OLPH donated the historic church to the Congregational Cross Church of Fresno. They pledged to move the church, restore it and worship at that location (approximately 10 years) at which time the church would be donated to the Society. Cross’ Rev. Louis Gerhardt assisted the founding of the Clovis Congregational Church. In October 1983, the Clovis Planning Commission approved the project.

The steeple and the bell were removed and the church was lifted and placed on five dollies. Three trucks (six men) successfully moved the church to the new location.

On January 9, 1984, it was moved from Eighth and De Witt (approximately a block and one-half) to Bullard Avenue between Woodworth and De Witt Avenues (south side). Sayre McFarland Miller was driving by and witnessed the relocation.

The new Congregational church would hold services in a remodeled real estate office adjacent (west) of the historic church.
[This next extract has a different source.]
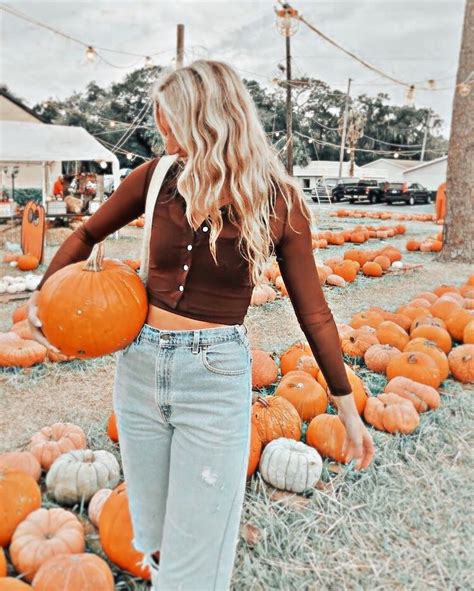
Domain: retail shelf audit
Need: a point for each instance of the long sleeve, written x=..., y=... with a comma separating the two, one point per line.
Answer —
x=125, y=204
x=298, y=270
That building was destroyed by fire in 1984. The Clovis church (40-50 members) were not able to meet their mortgage payment ($2,000 month) and the title reverted to American Savings in 1984.

The historic church remained vacant (battered by weather and vandals) until May of 1989.  The newly formed Clovis Old Town Country Church purchased the historic church under the leadership of Harold and Mary Bolin of Clovis. Harold was called into the ministry as a young man. He was ordained at the New Testament Church of God in Arkansas.

Pledges of between $50,000-75,000 from fifty members of “all ages” supported their restoration plans. The congregation was meeting in private homes for Bible study and would worship at different churches on Sundays.

The communion rail marked as built in 1877 and the ornate stamped tin panels would be restored. Successful restoration failed again.

On February 14, 1990, the Clovis Building Department issued a demolition permit ($13 fee) that valued the church building at $500. The complete demolition would require two weeks.

The 1913 OLPH church remains in the hearts and minds of hundreds of families. It is a part of our rich heritage.

Peg Bos is the president of the Clovis Museum on 4th and Pollasky avenues in Old Town Clovis. She not only manages the museum but she also writes her Let's Talk Clovis column in our publication which features and highlight the amazing history of our city and culture. One fun fact about Peg Bos, she was the first female mayor of Clovis from 1984-86.